Hence, he said, the claim by certain quarters that Chinese nationals were avoiding Malaysia was not true.
“They are mistaken when they said Chinese tourists are avoiding Malaysia since Pakatan Harapan took over the government’s administration. The statistics showed otherwise,” he added.
Bakhtiar, who is also the Balik Pulau MP, said China topped the list with the highest number of tourist arrivals in Malaysia, followed by tourists from Singapore, Indonesia and Brunei.
He said the number of tourists from South Korea had also increased, with statistics showing more than half a million Korean tourists had visited Malaysia so far this year, compared with 484,528 people last year.
He expected the overall tourist arrivals for this year to be 26.4 million, exceeding last year’s target of 25.9 million tourists.
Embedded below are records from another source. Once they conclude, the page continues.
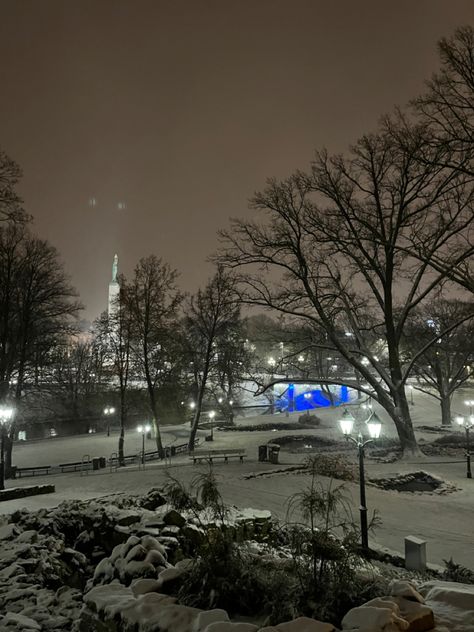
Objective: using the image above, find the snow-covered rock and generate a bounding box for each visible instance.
[264,617,336,632]
[2,612,41,629]
[419,580,474,632]
[341,605,409,630]
[202,623,258,632]
[193,608,230,631]
[389,580,425,604]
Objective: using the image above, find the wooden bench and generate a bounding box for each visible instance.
[189,448,246,464]
[108,453,140,467]
[16,465,52,478]
[59,461,91,473]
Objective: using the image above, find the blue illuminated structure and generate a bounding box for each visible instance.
[275,384,350,412]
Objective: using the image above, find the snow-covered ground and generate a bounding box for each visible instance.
[2,387,474,570]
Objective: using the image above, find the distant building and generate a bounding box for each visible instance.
[108,254,120,316]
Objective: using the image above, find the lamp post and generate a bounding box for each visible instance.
[137,424,151,465]
[409,385,414,406]
[189,401,196,427]
[209,410,215,441]
[103,406,116,437]
[455,415,474,478]
[0,406,14,491]
[339,409,382,551]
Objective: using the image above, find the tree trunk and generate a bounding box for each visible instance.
[118,390,126,466]
[440,395,452,426]
[145,370,164,458]
[4,430,13,477]
[391,391,420,456]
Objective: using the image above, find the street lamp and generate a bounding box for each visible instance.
[455,415,474,478]
[0,406,14,491]
[409,385,414,406]
[209,410,215,441]
[103,406,116,437]
[465,400,474,416]
[339,410,382,550]
[137,424,151,465]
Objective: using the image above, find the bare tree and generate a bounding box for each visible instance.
[0,150,28,223]
[183,268,240,451]
[405,299,474,426]
[125,256,182,458]
[218,122,473,456]
[413,26,474,179]
[0,223,80,471]
[95,286,132,466]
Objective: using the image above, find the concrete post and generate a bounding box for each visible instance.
[405,536,427,571]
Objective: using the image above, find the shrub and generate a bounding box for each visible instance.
[433,434,466,446]
[298,413,322,426]
[443,558,474,583]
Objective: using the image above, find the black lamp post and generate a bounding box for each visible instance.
[455,415,474,479]
[0,406,14,491]
[103,406,116,437]
[137,424,151,465]
[339,409,382,551]
[209,410,215,441]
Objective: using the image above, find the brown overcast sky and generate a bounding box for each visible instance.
[0,0,473,320]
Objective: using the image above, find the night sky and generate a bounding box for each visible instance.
[0,0,472,320]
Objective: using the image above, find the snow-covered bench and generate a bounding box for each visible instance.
[59,460,91,473]
[189,448,246,464]
[16,465,52,478]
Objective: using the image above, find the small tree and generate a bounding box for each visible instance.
[95,286,132,466]
[405,299,474,426]
[183,268,240,451]
[125,256,182,458]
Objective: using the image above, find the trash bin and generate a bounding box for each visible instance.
[258,445,268,462]
[92,457,100,471]
[268,444,280,464]
[99,456,106,468]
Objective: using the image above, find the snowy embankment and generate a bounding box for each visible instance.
[0,488,474,631]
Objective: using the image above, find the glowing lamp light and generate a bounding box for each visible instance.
[455,415,465,427]
[0,407,14,423]
[367,414,382,439]
[339,408,355,436]
[137,424,151,434]
[189,402,196,410]
[339,418,354,436]
[209,410,216,420]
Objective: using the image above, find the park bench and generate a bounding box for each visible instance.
[108,453,140,467]
[16,465,52,478]
[189,448,246,464]
[59,460,91,473]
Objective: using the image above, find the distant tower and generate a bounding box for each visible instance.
[108,254,120,316]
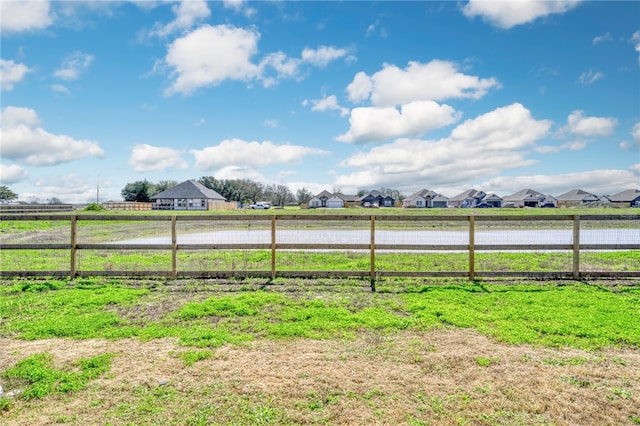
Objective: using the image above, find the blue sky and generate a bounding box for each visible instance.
[1,0,639,203]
According to Bakhtiar, the tourism sector is important as 3.4 million workers are involved in the industry.
On the Boria Festival to be held until tomorrow at the Balik Pulau Polytechnic, he said the art of Boria singing needed to be revitalised so that it would not become extinct due to its cultural significance, especially for the Penang people.
“This is part of our efforts to revitalise Boria so it would not become extinct. It used to be performed only by men, now it also involves female performers.
"It is hoped that by promoting Boria, we can help to preserve the state's cultural heritage," he said.